Konflik dalam 13RY memang semakin brutal di Season 3; dari suicide hingga pembunuhan. Rasanya tidak sehat menonton bagaimana dunia remaja bisa sekejam itu. Wajar jika 13RY banyak mendapat kritik karena dianggap terlalu kelam dan dapat memberikan inspirasi yang salah bagi para ABG yang jiwanya masih labil. Namun konflik yang ada di 13RY selalu seru untuk didiskusikan dan dibicarakan, apalagi tidak hanya menyangkut kekerasan fisik, tetapi juga kesehatan jiwa. Banyak isu mental illness dalam film ini, terutama kesehatan mental Clay Jensen, sebagai tokoh utama, yang terus memburuk dari Season 1, hingga puncaknya di Season 4.

Selanjutnya aku ingin menyampaikan “uneg-uneg”ku yang membuatku kecewa dengan film ini dan memberinya rating 6.

jadi…

SPOILER ALERT SPOILER ALERT SPOILER ALERT!!!!!!!

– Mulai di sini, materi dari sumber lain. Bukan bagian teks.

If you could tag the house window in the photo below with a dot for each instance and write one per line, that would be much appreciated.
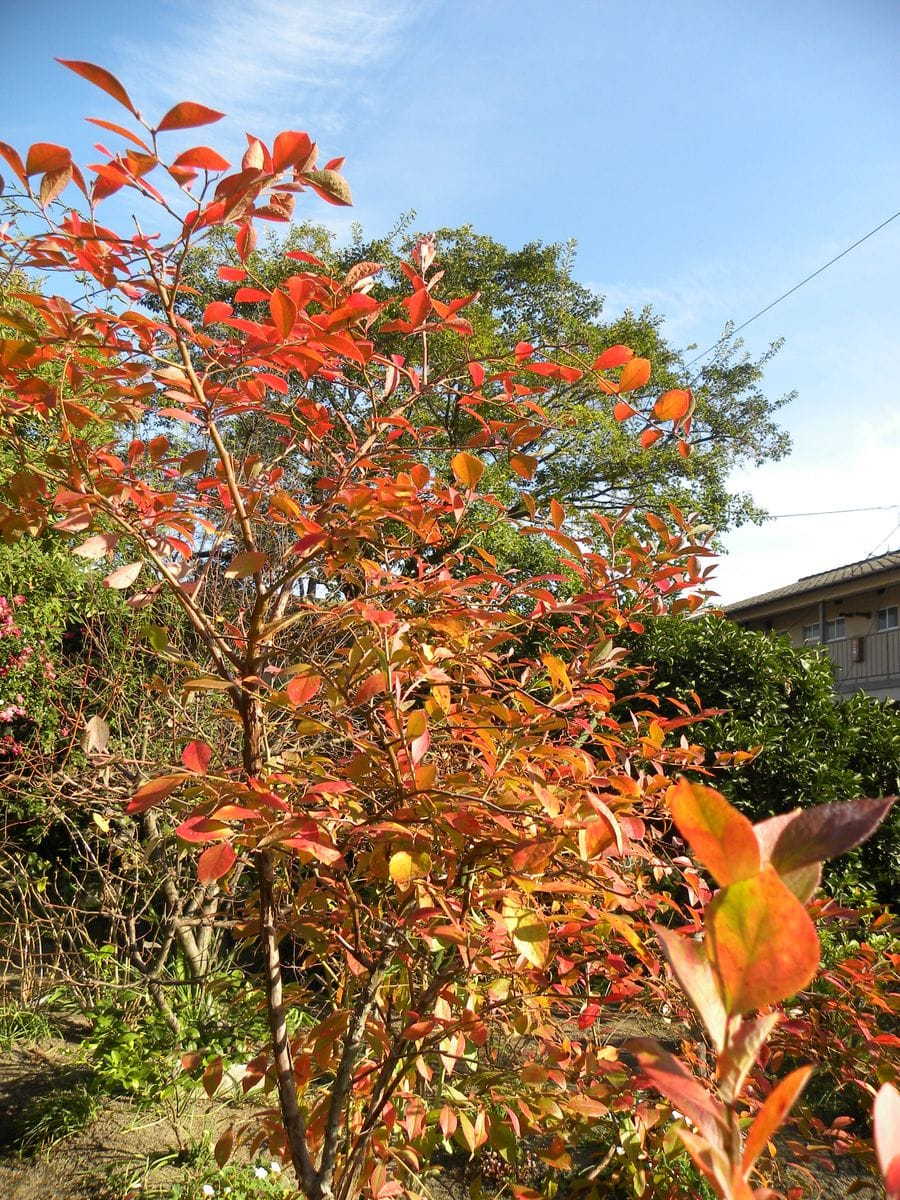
(887, 618)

Pertama, menurutku 13RY Season 4 ini agak menurun intensitasnya dalam membawakan cerita. Walaupun memang ada beberapa episode yang menegangkan, seperti percobaan adanya bencana di sekolah. Tetapi sisanya, selama 10 episode, lebih banyak adegan-adegan yang tidak penting. Apalagi gaya penceritaan yang melompat dari tokoh satu ke tokoh yang lain tidak semulus Season sebelumnya. Seharusnya Season 4 ini tidak perlu dibuat 10 episode; daripada bertele-tele.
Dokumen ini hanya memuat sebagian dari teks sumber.